A través de la mirilla de observación, Jansen contempló los duros perfiles de Copérnico, cada vez más lejanos. Dejó oír otra amarga risa.
—¿Tienes alguna idea de la diferencia existente?
El Cerebro Infantil
Edmund Cooper
Aunque el doctor Thomas Merrinoe deploraba en su fuero interno el hecho de que su hijo, de diez años de edad, no diera señales de ser un genio, estaba agradecido a Dios por ciertos pequeños favores. El chiquillo no tenía dos cabezas, ni era un idiota congénito en el sentido clínico. Objetivamente, casi podía decirse que Timothy era un ejemplar normal... con una cantidad crecida de rasgos atávicos.
Esto era una fuente de continuas preocupaciones para el doctor Merrinoe. Como director de un equipo ocupado en proyectar y construir cerebros electrónicos, estaba profesionalmente disgustado por la idea de que un calculador de capacidad equivalente a la de un ser humano podía ser manufacturado por medio de un trabajo inhábil. Afortunadamente, esto no le impidió engendrar a Timothy.
Pero, como padre comprensivo, el doctor Merrinoe quedaba algo por debajo del nivel habitual. Su esposa, Mary, una rubia sensible que consideraba a la trigonometría como una grave operación abdominal, tenía muchas dificultades en convencerle de que la infancia era, no sólo deseable, sino necesaria. Con su característica impaciencia, el doctor Merrinoe había tratado de enseñar a Timothy a jugar al ajedrez a la edad de tres años, y el cálculo diferencial a los cuatro años y medio.
Después de todo, argüía, ¿de qué servía la ciencia si no podía ser aplicada a la vida? Si era posible adaptar un cerebro electrónico a todos los procesos del razonamiento matemático, ¿por qué no podía hacerse lo mismo con un chiquillo? Encontró la respuesta con mucha rapidez. Era trágicamente sencilla. En materia de enseñanza, la máquina no tenía opción. ¡Y el chiquillo la tenía!
Cuando cumplió los diez años, Timothy se las había arreglado no sólo para destruir la fe del doctor Merrinoe en todos los métodos educativos conocidos, conduciéndole a buscar consuelo en unos mayores y más perfeccionados cerebros electrónicos, sino también para ignorar la ciencia de las matemáticas completamente.
De modo que cuando, en el ápice de su carrera, el doctor Merrinoe, después de tres años de ímprobos trabajos, consiguió terminar el cerebro electrónico llamado Peeping Tom, los frutos de su victoria tuvieron para él un gusto ligeramente amargo.
Había construido un cerebro que podía ver, oír, hablar y en un sentido limitado, sentir. Había construido un cerebro al lado del cual las jaulas electrónicas del mundo occidental parecerían simples juguetes. Había preparado a Peeping Tom para contestar preguntas que nadie sería lo bastante sabio para formular. Sin embargo, no podía enseñar a su propio hijo que dos y dos eran cuatro.

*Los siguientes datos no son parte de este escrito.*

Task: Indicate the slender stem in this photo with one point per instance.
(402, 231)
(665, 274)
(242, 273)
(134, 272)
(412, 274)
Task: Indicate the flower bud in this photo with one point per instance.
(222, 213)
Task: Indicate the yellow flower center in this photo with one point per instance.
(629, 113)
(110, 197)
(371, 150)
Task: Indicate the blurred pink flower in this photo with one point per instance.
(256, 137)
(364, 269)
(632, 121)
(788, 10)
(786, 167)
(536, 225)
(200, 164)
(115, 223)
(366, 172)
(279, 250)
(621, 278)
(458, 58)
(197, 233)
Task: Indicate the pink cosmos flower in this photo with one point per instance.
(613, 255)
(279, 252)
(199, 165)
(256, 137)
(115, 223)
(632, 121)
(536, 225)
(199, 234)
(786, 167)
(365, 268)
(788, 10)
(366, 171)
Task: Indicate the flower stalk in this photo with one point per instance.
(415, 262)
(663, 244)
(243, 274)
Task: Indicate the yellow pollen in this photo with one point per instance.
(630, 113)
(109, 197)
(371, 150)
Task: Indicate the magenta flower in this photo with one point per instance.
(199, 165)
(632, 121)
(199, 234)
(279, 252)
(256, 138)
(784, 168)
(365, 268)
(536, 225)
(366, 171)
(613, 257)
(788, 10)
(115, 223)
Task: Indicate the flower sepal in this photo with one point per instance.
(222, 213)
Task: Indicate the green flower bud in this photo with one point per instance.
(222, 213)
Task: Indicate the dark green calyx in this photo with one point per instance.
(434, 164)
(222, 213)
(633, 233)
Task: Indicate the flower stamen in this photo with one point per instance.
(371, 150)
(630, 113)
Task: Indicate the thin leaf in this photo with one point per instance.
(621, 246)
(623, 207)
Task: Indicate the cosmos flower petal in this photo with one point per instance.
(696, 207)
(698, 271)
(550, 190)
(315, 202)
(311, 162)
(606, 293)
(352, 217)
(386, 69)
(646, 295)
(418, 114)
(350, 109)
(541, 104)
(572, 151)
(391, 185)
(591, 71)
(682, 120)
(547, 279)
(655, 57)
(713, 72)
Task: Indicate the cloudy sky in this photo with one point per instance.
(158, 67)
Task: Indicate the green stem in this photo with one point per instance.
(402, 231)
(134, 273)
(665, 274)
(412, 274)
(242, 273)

Una tarde, sentado en frente del cromado rostro de Peeping Tom, contemplando sus ojos de pantalla televisiva y el altavoz que tenía por boca, el doctor Merrinoe no experimentó el menor júbilo: sólo una leve amargura. Era lamentable, pensó, que uno pudiera imprimir las huellas de su trabajo en todas las cosas... excepto en los niños.
Poco tiempo atrás había adquirido la costumbre de hablar consigo mismo, por fortuna únicamente cuando estaba solo. Pero, aunque su presente abstracción no era más que un monólogo murmurado en voz baja, no tardaron en recordarle que no estaba completamente solo.
—Perdone, señor —dijo Peeping Tom—. ¿Tendría usted la bondad de facilitarme los datos exactos del problema?